The samples directory contains real-world use-cases of the rocWMMA API.
The test directory contains all validation, performance and unit tests of rocWMMA API.
Infrastructure
3.1.1. The library directory¶
3.1.1.1. library/include/rocwmma/¶
Contains C++ include files for the rocWMMA API. These files also contain Doxygen comments that document the API.
3.1.1.2. library/include/internal¶
Internal include files for:
Type support
Input / output configuration, shapes and traits
Layout
Mapping Utility
Packing and unpacking
Conversion and broadcasting
Load and store
Matrix multiply-accumulate
Cooperative load and store
Threadblock synchronization
Utility code
3.1.2. The samples directory¶
3.1.2.1. samples/sgemmv.cpp¶
sample code for calling Simple matrix multiply-accumulate with a vector demonstration, without LDS and no transpose.
3.1.2.2. samples/simple_gemm.cpp¶
Sample code for calling Simple GEMM algorithm demonstration without LDS memory usage and no transpose.
3.1.2.3. samples/simple_dlrm.cpp¶
Sample code for calling Simple Deep Learning Recommendation Model (DLRM) for machine learning.
3.1.2.4. samples/common.hpp¶
Common code used by all the above rocWMMA samples files.

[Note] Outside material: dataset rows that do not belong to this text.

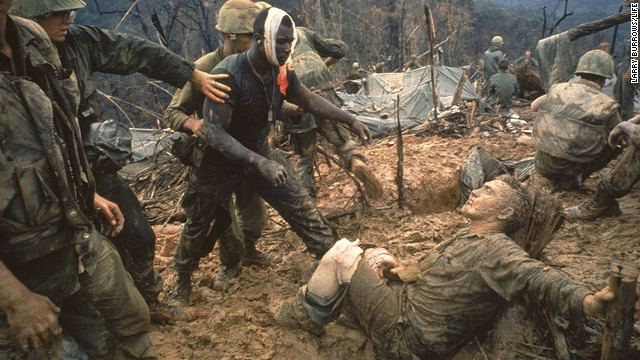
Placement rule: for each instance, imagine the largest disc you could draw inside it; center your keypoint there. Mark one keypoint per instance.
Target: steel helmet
(596, 62)
(497, 40)
(237, 16)
(262, 5)
(35, 8)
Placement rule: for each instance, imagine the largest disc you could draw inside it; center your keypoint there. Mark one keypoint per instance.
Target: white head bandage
(271, 26)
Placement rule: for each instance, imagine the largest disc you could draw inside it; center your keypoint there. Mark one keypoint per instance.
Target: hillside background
(374, 29)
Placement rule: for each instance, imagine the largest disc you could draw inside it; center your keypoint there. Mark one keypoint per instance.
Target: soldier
(492, 56)
(184, 113)
(313, 72)
(574, 121)
(502, 87)
(527, 62)
(51, 255)
(616, 183)
(88, 49)
(460, 286)
(236, 132)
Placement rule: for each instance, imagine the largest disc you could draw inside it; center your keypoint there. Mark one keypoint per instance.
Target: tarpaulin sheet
(374, 104)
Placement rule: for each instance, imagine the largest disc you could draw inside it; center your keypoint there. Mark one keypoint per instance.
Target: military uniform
(571, 131)
(312, 72)
(49, 241)
(502, 87)
(251, 213)
(250, 124)
(86, 50)
(626, 172)
(491, 58)
(461, 285)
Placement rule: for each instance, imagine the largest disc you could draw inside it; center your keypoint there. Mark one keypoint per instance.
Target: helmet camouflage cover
(237, 16)
(596, 62)
(35, 8)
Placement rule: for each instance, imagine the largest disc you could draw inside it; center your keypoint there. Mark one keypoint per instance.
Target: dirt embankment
(236, 323)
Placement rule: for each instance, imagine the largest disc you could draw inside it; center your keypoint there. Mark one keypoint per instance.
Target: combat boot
(372, 185)
(182, 292)
(223, 277)
(293, 315)
(601, 204)
(253, 256)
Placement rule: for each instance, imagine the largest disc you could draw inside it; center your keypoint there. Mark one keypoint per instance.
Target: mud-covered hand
(622, 133)
(361, 131)
(207, 84)
(596, 304)
(33, 321)
(196, 126)
(111, 217)
(381, 261)
(275, 173)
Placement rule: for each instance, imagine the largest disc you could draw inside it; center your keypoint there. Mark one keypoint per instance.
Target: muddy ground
(236, 323)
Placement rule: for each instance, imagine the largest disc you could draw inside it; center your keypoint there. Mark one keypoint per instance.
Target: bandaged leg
(335, 269)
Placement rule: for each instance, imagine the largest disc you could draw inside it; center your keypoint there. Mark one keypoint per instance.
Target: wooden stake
(399, 147)
(432, 37)
(457, 95)
(619, 323)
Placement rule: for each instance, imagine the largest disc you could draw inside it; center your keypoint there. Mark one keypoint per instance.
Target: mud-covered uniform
(312, 72)
(626, 172)
(251, 211)
(88, 49)
(502, 87)
(571, 131)
(461, 285)
(491, 58)
(250, 126)
(48, 239)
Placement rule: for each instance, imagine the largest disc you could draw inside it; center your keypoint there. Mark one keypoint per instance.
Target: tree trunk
(598, 25)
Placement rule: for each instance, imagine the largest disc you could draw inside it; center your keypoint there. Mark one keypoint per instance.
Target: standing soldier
(492, 56)
(313, 72)
(52, 258)
(88, 49)
(184, 113)
(572, 126)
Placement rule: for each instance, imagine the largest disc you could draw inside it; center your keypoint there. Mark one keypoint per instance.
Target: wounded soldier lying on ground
(460, 286)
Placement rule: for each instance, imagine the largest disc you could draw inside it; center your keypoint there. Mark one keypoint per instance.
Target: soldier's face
(57, 24)
(284, 39)
(488, 201)
(243, 42)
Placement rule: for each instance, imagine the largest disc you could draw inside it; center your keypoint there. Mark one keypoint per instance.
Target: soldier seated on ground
(618, 182)
(460, 286)
(502, 87)
(573, 124)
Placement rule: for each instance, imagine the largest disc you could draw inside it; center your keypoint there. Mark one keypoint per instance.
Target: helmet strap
(234, 44)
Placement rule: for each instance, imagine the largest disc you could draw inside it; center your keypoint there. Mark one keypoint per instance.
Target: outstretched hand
(596, 304)
(112, 220)
(207, 84)
(622, 133)
(273, 172)
(33, 321)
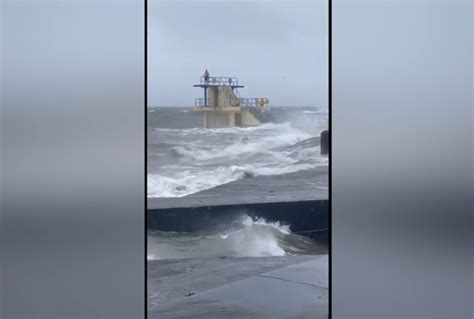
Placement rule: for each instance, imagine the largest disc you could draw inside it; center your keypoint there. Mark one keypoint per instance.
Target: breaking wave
(248, 237)
(198, 159)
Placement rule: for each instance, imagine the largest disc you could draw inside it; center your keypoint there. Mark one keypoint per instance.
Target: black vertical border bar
(330, 152)
(145, 3)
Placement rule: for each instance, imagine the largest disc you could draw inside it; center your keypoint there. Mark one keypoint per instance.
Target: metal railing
(247, 102)
(200, 102)
(219, 81)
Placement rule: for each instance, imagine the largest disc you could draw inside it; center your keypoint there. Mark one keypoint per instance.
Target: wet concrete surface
(263, 287)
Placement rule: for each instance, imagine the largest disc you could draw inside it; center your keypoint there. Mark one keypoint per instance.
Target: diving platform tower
(222, 105)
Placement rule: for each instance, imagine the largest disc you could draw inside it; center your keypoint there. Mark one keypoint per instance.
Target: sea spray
(245, 237)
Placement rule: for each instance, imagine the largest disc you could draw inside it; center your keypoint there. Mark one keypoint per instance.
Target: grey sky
(278, 50)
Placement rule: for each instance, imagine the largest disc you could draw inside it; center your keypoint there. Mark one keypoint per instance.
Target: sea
(184, 158)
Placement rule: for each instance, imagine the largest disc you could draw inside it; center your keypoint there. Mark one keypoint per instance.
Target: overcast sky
(277, 49)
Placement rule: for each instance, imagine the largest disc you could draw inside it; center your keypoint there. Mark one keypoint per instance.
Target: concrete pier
(265, 287)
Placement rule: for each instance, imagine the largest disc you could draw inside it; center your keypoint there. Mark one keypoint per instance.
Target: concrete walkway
(271, 287)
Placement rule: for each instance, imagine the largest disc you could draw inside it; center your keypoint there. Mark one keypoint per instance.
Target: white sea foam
(212, 157)
(254, 237)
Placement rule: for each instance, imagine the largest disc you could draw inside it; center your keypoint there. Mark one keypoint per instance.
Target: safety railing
(257, 103)
(219, 81)
(200, 102)
(256, 106)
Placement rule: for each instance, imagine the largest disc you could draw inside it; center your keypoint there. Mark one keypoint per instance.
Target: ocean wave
(196, 159)
(247, 237)
(190, 181)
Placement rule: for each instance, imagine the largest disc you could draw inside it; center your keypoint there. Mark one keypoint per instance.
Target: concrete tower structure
(222, 105)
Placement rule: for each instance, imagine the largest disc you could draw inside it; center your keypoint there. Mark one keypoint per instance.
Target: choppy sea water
(184, 158)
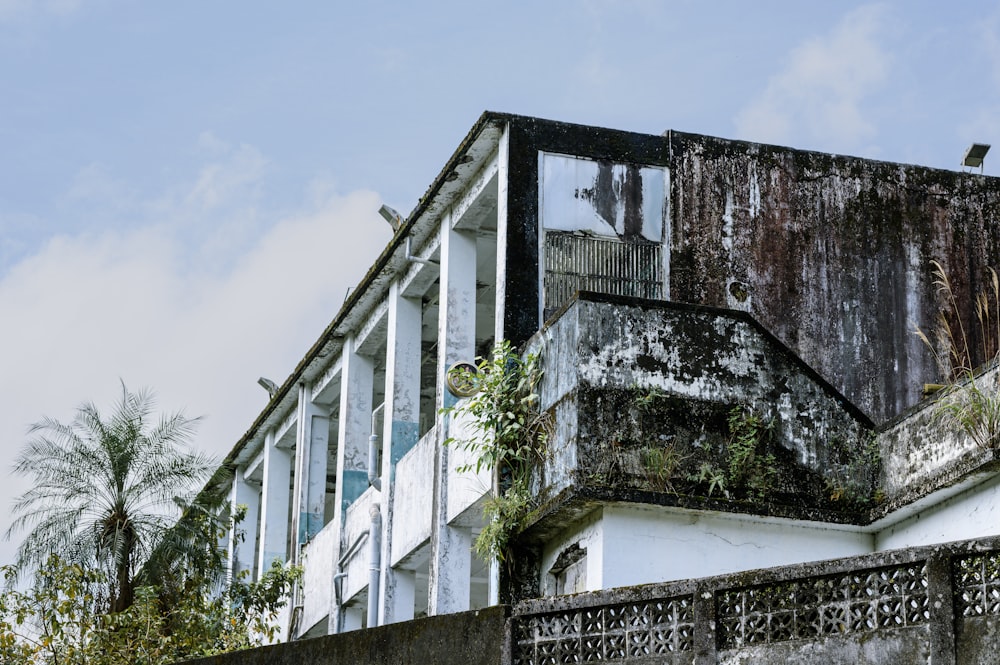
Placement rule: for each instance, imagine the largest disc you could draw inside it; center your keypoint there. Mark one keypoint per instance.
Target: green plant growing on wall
(661, 464)
(510, 437)
(968, 402)
(750, 466)
(749, 469)
(713, 476)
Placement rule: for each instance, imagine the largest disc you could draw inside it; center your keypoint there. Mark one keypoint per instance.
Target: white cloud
(149, 304)
(818, 97)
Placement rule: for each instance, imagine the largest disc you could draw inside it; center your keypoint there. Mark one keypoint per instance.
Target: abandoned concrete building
(685, 295)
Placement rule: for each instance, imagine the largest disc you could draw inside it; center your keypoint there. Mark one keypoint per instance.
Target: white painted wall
(465, 486)
(317, 579)
(357, 519)
(974, 513)
(636, 544)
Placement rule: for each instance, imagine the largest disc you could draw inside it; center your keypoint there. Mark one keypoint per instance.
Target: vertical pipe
(373, 478)
(374, 563)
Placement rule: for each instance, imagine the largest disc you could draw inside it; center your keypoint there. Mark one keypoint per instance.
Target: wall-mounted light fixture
(975, 154)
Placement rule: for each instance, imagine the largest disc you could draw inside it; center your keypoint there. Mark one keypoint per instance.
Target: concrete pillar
(357, 379)
(451, 556)
(503, 171)
(354, 618)
(311, 441)
(274, 504)
(243, 536)
(400, 431)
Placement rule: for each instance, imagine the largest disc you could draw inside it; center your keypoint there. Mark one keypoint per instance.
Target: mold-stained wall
(831, 254)
(625, 376)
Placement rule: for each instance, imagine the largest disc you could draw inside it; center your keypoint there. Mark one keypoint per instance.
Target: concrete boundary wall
(938, 605)
(466, 638)
(924, 605)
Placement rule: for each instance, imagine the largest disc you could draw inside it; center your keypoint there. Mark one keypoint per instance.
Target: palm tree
(106, 489)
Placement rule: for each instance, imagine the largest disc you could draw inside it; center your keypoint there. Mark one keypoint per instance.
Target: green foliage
(713, 476)
(504, 516)
(973, 408)
(55, 622)
(750, 469)
(510, 435)
(967, 403)
(104, 489)
(661, 464)
(853, 483)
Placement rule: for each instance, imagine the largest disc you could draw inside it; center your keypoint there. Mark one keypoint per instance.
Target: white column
(451, 558)
(243, 536)
(311, 440)
(503, 170)
(274, 504)
(357, 380)
(400, 432)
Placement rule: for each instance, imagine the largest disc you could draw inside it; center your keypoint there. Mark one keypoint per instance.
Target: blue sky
(187, 189)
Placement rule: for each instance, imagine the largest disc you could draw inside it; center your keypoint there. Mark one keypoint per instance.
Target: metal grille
(977, 585)
(610, 633)
(605, 265)
(810, 608)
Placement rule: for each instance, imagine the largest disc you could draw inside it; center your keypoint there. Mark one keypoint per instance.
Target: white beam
(451, 559)
(274, 505)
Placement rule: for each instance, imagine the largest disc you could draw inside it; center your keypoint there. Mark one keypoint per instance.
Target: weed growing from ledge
(511, 437)
(749, 468)
(661, 464)
(967, 402)
(852, 484)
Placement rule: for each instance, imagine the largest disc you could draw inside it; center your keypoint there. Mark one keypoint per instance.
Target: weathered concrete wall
(626, 377)
(468, 638)
(317, 580)
(923, 605)
(831, 254)
(413, 498)
(629, 544)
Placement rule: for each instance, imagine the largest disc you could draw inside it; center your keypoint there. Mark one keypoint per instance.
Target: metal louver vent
(605, 265)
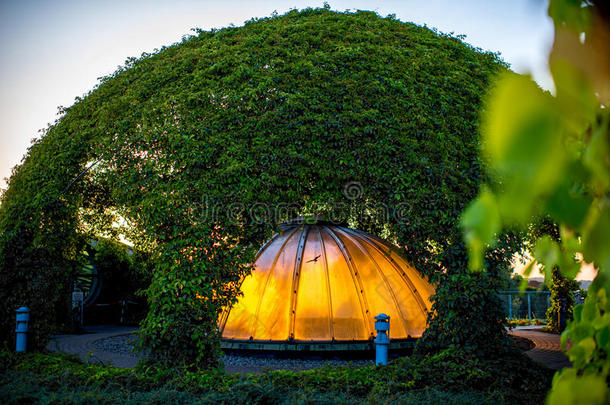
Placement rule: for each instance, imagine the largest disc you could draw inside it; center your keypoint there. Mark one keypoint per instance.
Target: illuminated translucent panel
(273, 320)
(312, 314)
(319, 283)
(379, 296)
(243, 316)
(411, 307)
(349, 314)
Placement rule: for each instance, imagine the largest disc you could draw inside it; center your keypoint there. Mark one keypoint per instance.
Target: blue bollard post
(23, 317)
(382, 341)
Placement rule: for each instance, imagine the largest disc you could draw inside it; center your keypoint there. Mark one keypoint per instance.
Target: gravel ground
(123, 345)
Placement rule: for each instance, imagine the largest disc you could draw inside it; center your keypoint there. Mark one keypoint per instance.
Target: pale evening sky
(53, 51)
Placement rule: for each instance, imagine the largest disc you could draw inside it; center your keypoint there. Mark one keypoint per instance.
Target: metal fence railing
(525, 304)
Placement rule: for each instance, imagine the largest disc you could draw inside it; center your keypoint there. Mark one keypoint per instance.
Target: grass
(449, 377)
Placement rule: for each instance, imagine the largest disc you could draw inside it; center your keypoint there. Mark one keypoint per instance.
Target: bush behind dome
(197, 150)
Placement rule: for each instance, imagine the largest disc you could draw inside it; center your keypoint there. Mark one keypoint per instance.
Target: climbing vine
(552, 153)
(196, 151)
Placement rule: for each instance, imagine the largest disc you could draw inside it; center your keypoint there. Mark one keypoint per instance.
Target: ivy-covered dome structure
(195, 152)
(319, 282)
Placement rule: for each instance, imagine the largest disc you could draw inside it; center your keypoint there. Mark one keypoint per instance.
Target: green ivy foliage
(200, 147)
(552, 154)
(562, 293)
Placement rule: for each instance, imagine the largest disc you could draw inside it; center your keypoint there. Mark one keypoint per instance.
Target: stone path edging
(547, 348)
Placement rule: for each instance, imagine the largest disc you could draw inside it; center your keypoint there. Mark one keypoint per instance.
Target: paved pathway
(547, 350)
(82, 345)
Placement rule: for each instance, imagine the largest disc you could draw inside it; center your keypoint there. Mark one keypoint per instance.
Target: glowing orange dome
(319, 282)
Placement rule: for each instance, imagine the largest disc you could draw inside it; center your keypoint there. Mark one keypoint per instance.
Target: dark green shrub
(451, 374)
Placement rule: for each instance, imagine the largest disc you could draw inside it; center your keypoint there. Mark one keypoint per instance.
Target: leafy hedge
(200, 148)
(451, 376)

3.1.3. The test directory¶
3.1.3.1. test/bin¶
Script to generate benchmark plots from the gtest output dumps of benchmark tests of rocWMMA.
3.1.3.2. test/dlrm¶
Test code for various strategies of DLRM application. This test is used to validate dlrm functions using rocWMMA API.
3.1.3.3. test/gemm¶
Test Code for various strategies of GEMM application. This test is used to validate and benchmark GEMM functions using rocWMMA API.
3.1.3.4. test/unit¶
Test code for testing the basic functional units of rocWMMA library.
3.1.4. Infrastructure¶
CMake is used to build and package rocWMMA. There are CMakeLists.txt files throughout the code.
Doxygen/Breathe/Sphinx/ReadTheDocs are used to produce documentation. Content for the documentation is from:
Doxygen comments in include files in the directory library/include
files in the directory docs/source.
Jenkins is used to automate Continuous Integration testing.
clang-format is used to format C++ code.